Palazzo Strozzi, Firenze. Il poderoso e massiccio emblema dell’architettura del Rinascimento toscano si fa prezioso scrigno e spartano contenitore dell’opera di una delle Signore dell’arte contemporanea più d’avanguardia, Marina Abramović. Superata la coda interminabile alla biglietteria (consigliato l’acquisto online) e la trafila del guardaroba, il visitatore viene subito accolto da un bel pugno in faccia. L’ingresso della mostra ha una porta dagli stipiti umani: due nudi, vivi e piuttosto vicini, tra i quali passare per accedere. Si ripercorrono subito le prime performance di Marina con lo storico compagno Ulay, fino alla separazione personale e professionale sulla Grande Muraglia Cinese. La mostra segue però vari fili, disposti non sempre in ordine lineare ma anzi invitati a ingarbugliarsi. C’è Ulay sì, ma c’è anche la morte, ci sono rituali tibetani, c’è il sesso, c’è la crudezza del corpo e della carne, c’è la sofferenza e non meno la provocazione, c’è l’autolesionismo unito all’amore e alla comprensione per l’essere umano, c’è materia e c’è ascesi, c’è l’urlo disperato contrapposto al silenzio più assordante.

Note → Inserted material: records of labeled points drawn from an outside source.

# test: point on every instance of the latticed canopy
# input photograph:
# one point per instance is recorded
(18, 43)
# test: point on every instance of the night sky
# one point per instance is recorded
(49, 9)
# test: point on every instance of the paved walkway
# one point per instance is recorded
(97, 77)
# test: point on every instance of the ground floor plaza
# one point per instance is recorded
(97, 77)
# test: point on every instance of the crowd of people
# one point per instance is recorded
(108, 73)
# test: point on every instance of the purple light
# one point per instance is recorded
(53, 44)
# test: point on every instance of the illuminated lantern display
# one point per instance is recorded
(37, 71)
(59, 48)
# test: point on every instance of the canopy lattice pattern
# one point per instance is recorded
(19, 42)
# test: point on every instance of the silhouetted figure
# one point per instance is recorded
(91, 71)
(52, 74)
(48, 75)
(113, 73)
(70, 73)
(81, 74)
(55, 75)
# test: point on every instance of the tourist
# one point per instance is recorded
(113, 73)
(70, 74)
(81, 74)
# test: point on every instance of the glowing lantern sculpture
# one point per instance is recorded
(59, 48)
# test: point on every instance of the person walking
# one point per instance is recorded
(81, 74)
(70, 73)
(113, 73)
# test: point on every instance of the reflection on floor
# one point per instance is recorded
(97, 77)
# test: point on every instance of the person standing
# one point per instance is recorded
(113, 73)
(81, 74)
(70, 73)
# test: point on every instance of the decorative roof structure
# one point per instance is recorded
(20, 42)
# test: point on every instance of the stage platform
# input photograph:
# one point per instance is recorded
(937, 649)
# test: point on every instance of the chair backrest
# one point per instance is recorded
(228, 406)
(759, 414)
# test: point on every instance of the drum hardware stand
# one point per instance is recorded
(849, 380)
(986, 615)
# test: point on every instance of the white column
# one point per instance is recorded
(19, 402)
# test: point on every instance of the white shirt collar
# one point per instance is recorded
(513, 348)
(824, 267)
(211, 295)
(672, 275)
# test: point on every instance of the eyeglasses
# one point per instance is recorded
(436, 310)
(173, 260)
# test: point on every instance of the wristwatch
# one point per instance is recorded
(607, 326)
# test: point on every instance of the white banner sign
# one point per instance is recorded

La mostra è una retrospettiva sul lavoro svolto dagli anni Sessanta agli anni Duemila ma è anche una mostra in costante divenire e non potrebbe essere altrimenti con un’artista che ha da sempre scelto la performance come mezzo d’espressione. Ed è la performance a essere al centro della riflessione del visitatore perché costringe inevitabilmente a tirar fuori i concetti di tempo, di irripetibilità, di autenticità dell’opera. Marina Abramović non c’è, altri riproducono le sue più grandi performance, inevitabilmente in modo diverso, dato che diversa è la personalità di chi esegue ma anche il momento in cui si esegue. A prescindere o meno che si strizzi l’occhio alla re-performance o che la si critichi (ballerini e attori, assicurano, sono stati debitamente formati), la forza della personalità dell’Abramović si sente eccome. Nella voce, nei video, ma soprattutto nell’idea e solo infine nella rappresentazione visiva che si concretizza come ultimo frutto di un percorso complesso reso granitico da straordinaria sensibilità ma ancor più da una razionalità tagliante e da pratiche meditative ferree. D’altro canto già il titolo, The Cleaner, come spiegato dal curatore Arturo Galansino, fa riferimento a togliere il superfluo e tenere solo ciò che serve. Tagliandolo via senza esitazione, pare.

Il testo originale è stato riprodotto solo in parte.